Executive Suite.  The Tredway Corporation, a furniture manufacturer that has been run by Avery Bullard for decades, urgently needs a new CEO.  There are five candidates: comptroller Loren Shaw, treasurer Frederick Alderson, design and development director Don Walling, manufacturing chief Jesse Grimm, and head of sales Walter Dudley. There is also at least one external candidate.  A key shareholder is Julia Tredway, daughter of former company leader Orrin Tredway (son of the company founder) who committed suicide as the company faced financial disaster. Avery Bullard then took over, saving the company and building it to a substantial player in the furniture industry. Bullard also had an affair with Julia Tredway–which ended because of Bullard’s total commitment of his time to the business and Julia’s serious mental problems. She now has bad feelings about the company and finds it painful to even think about Tredway, but her support will be essential for the winning candidate.

One nice piece of writing in this book is the passage excerpted below, representing Don Walling’s thoughts while wondering if he could lead the company successfully–and if he will get the opportunity to do so. He sees not only the map of company facilities on the wall and the buildings out the window, but with his mind’s eye he sees the equipment in the factories, the workers running that equipment, and “a salesman stopping a Tredway automobile to drink a Coke at a filling station beside an Arkansas road…an old woman dusting furniture in the air-conditioned Chicago display room…a sweating man scaling lumber at the edge of a steaming Honduras jungle”…and his vision encompasses all of those families which are dependent on Tredway.  The passage reminds me of something in Wouk’s The Caine Mutiny, reflecting Willie Keith’s thoughts when, after the court-martial and the end of the war, he becomes the last captain of the Caine:

Even at anchor, on an idle, forgotten old ship, Willie experienced the strange sensations of the first days of a new captain: a shrinking of his personal identity, and a stretching out of his nerve ends to all the spaces and machinery of his ship.

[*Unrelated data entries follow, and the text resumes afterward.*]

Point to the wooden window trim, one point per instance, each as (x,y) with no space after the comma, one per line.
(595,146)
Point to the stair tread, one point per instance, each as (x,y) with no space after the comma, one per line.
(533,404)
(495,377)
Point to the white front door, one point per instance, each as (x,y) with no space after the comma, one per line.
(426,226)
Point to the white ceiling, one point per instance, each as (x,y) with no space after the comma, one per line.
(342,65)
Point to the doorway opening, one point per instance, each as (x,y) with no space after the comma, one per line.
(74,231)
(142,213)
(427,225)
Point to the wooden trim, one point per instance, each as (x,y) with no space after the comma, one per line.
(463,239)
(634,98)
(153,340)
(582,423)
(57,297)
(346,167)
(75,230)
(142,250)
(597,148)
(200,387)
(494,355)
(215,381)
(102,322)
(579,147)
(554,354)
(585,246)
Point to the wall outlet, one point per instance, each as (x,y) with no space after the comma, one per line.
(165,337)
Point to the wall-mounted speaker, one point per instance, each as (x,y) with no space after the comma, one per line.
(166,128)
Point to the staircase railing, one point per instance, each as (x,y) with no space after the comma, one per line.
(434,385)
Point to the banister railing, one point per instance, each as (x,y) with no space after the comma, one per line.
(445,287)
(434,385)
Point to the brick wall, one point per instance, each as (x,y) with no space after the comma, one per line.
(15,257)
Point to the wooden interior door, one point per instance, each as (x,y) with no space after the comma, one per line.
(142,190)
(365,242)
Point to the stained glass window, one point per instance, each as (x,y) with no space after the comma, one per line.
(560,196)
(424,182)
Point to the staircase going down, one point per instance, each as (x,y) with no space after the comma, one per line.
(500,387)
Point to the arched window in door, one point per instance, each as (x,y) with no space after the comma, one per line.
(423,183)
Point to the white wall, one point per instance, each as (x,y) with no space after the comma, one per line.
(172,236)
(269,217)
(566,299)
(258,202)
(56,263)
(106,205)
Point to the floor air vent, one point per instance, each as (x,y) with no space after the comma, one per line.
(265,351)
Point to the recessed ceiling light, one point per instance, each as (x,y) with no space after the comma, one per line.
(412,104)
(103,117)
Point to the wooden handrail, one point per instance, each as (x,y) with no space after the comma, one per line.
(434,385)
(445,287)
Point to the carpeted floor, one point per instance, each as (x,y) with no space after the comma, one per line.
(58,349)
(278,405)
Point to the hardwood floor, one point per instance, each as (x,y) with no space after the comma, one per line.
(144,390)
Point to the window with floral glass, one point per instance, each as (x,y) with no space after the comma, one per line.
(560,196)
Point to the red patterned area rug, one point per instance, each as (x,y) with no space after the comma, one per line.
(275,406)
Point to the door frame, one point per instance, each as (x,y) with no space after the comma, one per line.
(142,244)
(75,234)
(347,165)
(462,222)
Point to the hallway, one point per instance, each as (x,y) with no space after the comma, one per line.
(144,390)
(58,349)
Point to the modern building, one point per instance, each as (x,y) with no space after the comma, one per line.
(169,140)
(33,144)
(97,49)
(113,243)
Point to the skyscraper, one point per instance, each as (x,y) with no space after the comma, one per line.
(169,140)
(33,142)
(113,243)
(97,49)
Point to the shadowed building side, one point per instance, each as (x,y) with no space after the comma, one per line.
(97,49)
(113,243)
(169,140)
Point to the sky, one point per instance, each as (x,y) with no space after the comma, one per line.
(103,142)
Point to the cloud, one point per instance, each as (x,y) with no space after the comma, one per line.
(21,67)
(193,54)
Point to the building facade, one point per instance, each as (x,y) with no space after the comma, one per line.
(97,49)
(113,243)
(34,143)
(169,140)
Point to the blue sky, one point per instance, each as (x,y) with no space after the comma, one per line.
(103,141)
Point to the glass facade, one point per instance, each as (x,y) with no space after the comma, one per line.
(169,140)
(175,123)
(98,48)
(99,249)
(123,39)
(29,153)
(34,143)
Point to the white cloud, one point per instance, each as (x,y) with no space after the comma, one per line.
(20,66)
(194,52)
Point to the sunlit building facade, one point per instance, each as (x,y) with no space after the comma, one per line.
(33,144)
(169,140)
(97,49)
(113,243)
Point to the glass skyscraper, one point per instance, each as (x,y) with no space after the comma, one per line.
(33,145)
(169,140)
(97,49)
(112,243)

He was less free than before. He developed the apprehensive listening ears of a young mother; the ears listened on in his sleep; he never quite slept, not the way he had before. He had the sense of having been reduced from an individual to a sort of brain of a composite animal, the crew and ship combined. The reward for these disturbing sensations came when he walked the decks. Power seemed to flow out of the plates into his body.

But Don Walling, despite his over-arching vision of the business–which seems broader than that of any of the other candidates–is not the Captain of Tredway, at least not yet.  Will he get the job?

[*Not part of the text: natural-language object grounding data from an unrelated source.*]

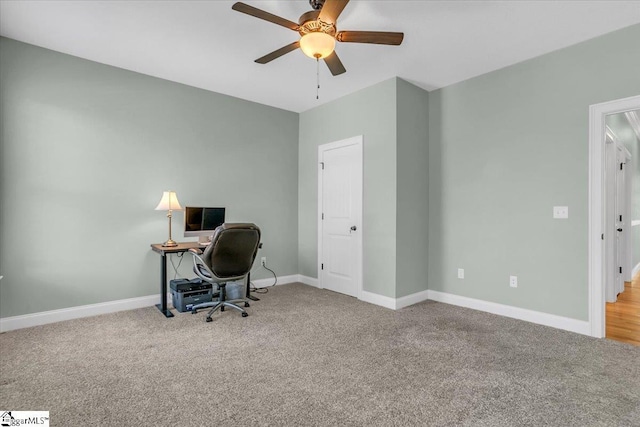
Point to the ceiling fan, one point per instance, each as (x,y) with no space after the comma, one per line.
(318,31)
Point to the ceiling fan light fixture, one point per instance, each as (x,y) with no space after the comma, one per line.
(317,44)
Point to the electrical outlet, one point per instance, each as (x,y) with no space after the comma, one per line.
(561,212)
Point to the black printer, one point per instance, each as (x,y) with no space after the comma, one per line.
(185,293)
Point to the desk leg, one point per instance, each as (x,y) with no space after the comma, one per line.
(163,288)
(249,296)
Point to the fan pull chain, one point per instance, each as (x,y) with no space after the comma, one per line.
(318,78)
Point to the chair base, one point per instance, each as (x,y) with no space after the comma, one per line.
(221,305)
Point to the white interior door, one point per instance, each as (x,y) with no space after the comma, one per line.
(622,217)
(340,216)
(616,217)
(619,222)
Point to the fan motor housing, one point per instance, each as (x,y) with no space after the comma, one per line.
(309,23)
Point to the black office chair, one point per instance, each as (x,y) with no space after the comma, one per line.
(229,257)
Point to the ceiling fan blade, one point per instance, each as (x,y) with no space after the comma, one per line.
(376,37)
(259,13)
(331,10)
(334,64)
(278,53)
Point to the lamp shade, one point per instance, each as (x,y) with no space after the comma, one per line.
(317,44)
(169,202)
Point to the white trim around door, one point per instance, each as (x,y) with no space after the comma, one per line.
(357,228)
(597,127)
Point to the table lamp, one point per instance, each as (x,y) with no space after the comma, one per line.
(169,202)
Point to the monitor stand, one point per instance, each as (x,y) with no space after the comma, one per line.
(204,240)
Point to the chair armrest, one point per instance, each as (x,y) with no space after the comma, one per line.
(198,264)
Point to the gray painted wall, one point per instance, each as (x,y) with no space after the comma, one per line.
(506,147)
(370,112)
(623,130)
(412,224)
(86,151)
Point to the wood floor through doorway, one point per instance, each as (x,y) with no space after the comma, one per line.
(623,316)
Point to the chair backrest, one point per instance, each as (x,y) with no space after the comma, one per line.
(232,250)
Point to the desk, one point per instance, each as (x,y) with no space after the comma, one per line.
(181,248)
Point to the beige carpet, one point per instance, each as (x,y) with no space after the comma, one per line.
(312,357)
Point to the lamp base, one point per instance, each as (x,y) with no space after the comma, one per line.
(169,244)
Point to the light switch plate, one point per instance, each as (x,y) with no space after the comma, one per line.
(561,212)
(513,281)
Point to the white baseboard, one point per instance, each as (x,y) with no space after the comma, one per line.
(408,300)
(45,317)
(378,299)
(308,280)
(573,325)
(394,303)
(635,270)
(559,322)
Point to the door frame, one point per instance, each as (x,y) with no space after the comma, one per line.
(596,257)
(358,141)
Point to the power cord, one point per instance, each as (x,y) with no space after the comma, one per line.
(264,290)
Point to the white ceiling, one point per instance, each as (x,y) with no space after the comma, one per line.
(208,45)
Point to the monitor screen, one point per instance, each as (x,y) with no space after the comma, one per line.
(202,221)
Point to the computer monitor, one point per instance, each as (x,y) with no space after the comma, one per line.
(201,222)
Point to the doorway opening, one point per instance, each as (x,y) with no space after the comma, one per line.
(602,234)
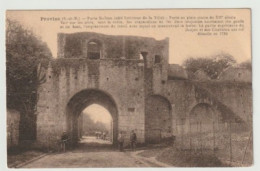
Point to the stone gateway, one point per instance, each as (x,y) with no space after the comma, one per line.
(131,77)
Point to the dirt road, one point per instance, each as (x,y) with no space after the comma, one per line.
(91,154)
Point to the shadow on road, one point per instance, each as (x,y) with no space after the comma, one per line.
(91,144)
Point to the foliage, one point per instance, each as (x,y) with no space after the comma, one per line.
(246,64)
(26,59)
(212,66)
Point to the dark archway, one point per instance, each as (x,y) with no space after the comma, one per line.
(83,99)
(158,119)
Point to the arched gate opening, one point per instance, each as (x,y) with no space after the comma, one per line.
(82,100)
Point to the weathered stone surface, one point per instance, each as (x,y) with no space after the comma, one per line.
(131,84)
(13,122)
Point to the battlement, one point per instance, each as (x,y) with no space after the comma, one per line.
(97,46)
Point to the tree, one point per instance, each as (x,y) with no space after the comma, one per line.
(212,66)
(246,64)
(26,59)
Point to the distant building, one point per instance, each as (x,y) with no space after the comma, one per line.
(238,74)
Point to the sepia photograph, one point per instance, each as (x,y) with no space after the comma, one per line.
(129,88)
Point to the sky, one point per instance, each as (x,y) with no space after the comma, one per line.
(182,45)
(98,113)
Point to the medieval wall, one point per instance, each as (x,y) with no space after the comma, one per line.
(123,80)
(13,121)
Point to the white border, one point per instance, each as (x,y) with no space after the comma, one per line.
(135,4)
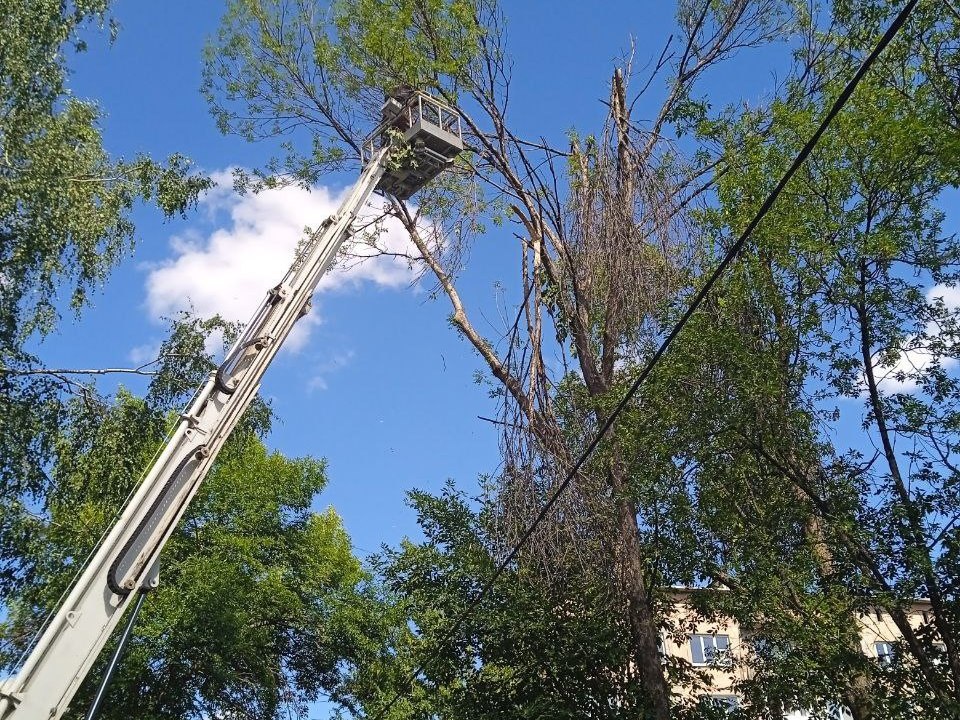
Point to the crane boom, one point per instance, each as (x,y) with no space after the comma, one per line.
(125,560)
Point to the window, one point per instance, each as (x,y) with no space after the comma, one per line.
(884,652)
(710,649)
(726,703)
(939,653)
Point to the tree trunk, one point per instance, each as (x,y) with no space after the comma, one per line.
(644,628)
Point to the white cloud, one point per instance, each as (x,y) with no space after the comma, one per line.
(228,271)
(902,375)
(331,365)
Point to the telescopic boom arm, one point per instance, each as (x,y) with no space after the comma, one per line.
(126,561)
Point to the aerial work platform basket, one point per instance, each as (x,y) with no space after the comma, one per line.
(431,131)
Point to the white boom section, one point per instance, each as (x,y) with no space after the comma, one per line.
(124,562)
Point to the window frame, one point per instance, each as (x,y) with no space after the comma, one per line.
(713,656)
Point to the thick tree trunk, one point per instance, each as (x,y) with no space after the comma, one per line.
(644,628)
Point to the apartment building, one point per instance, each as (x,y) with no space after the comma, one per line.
(721,652)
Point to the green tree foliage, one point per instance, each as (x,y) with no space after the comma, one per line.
(257,597)
(525,652)
(64,202)
(64,224)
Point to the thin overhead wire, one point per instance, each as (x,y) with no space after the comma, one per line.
(731,255)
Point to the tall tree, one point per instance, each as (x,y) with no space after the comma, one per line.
(64,224)
(609,250)
(279,67)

A detailed review, which does contain some spoilers, can be found here.

The book was the basis for a 1954 movie, with actors including William Holden, June Allyson, Barbara Stanwyck, Frederick March, and Shelley Winters.

Hawley’s books portray a far more positive view of American business than was common in novels of the time, or indeed at almost any time in the 20th century. He himself had considerable business experience, with 24 years as an executive at Armstrong Cork in Pennsylvania.

The books and movies are all highly recommended.

2 thoughts on “Book Review: The Business Novels of Cameron Hawley”

  1. (Somehow my comment disappeared. Let’s see if I can recover it from memory.)

    If one could become rich persuading people to buy books one book at a time, you, sir, would be wealthy. I have decided to buy the book (although who knows who gets the money these days).

    As with your other book reviews, well done.

    TCM has of late being showing “Executive Suite,” though I don’t think it is currently on their schedule.